Updated May 10, 2023 - Economy & Business

TPG's Winkelried says he's scared of debt default, not AI

Jon Winkelried, TPG CEO, and Axios' Dan Primack at the BFD Event in San Francisco. Photo: Michael Flaherty

The prospect of a U.S. debt default is scarier now than it's ever been, said TPG chief Jon Winkelried, speaking at the Axios BFD event in San Francisco on Wednesday.

What Winkelried's not scared of: Artificial intelligence displacing the jobs of financial sector analysts and associates.

What he's saying: "Yes, it scares me in a way," he said, adding that when the prospect of a default occurred in previous cycles, the assumption was that Washington wouldn't actually let it happen.

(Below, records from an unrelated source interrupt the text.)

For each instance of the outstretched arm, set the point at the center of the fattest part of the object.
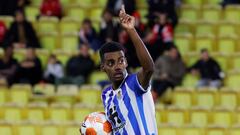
(144, 75)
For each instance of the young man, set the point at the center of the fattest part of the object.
(128, 101)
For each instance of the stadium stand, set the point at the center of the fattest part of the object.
(44, 109)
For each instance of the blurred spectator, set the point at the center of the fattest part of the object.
(51, 8)
(3, 30)
(161, 36)
(109, 28)
(21, 33)
(115, 5)
(156, 6)
(30, 69)
(209, 70)
(228, 2)
(54, 70)
(8, 7)
(79, 67)
(8, 66)
(88, 35)
(169, 72)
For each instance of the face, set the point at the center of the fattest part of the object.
(84, 50)
(204, 56)
(115, 64)
(19, 17)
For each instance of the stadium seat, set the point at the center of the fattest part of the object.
(80, 112)
(234, 131)
(63, 55)
(96, 14)
(228, 99)
(45, 89)
(232, 80)
(223, 61)
(6, 129)
(69, 25)
(235, 59)
(182, 99)
(69, 42)
(175, 116)
(190, 12)
(211, 2)
(215, 131)
(24, 129)
(20, 94)
(59, 113)
(12, 113)
(190, 81)
(3, 95)
(19, 54)
(7, 20)
(205, 28)
(76, 12)
(167, 130)
(32, 12)
(226, 29)
(199, 117)
(48, 24)
(205, 41)
(212, 13)
(43, 55)
(36, 112)
(66, 94)
(232, 13)
(90, 95)
(185, 27)
(49, 41)
(205, 98)
(86, 3)
(222, 118)
(50, 129)
(191, 131)
(183, 42)
(227, 45)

  • "The political process has gotten more heated, less rational. I worry that maybe there is more of a willingness to go to the brink. I’m a little more concerned than last time."
  • "AI may be a tool that helps... but there's still a lot of creative, intellectual energy around these issues. I have no doubt there will be analysts and associates at banks" even as AI adoption grows, he said.

Background: TPG, which started out as the leveraged buyout firm Texas Pacific Group in 1992, is now a publicly traded alternative asset manager with $135 billion in assets under management.

  • The company went public in January 2022; a day later the market tanked — and then kept tanking.
  • "If we were going to go public the next day, we probably would not have gone public," he said. "We felt quite fortunate that we came in under the wire."

Of note: Winkelried, a former top Goldman Sachs banker, said TPG is eager to get into the private credit market. Whether the firm would grow the business organically or acquire a private credit business, Winkelried would not say.

  • "There's different ways of doing it — we’re open minded either way. We’re focused on it."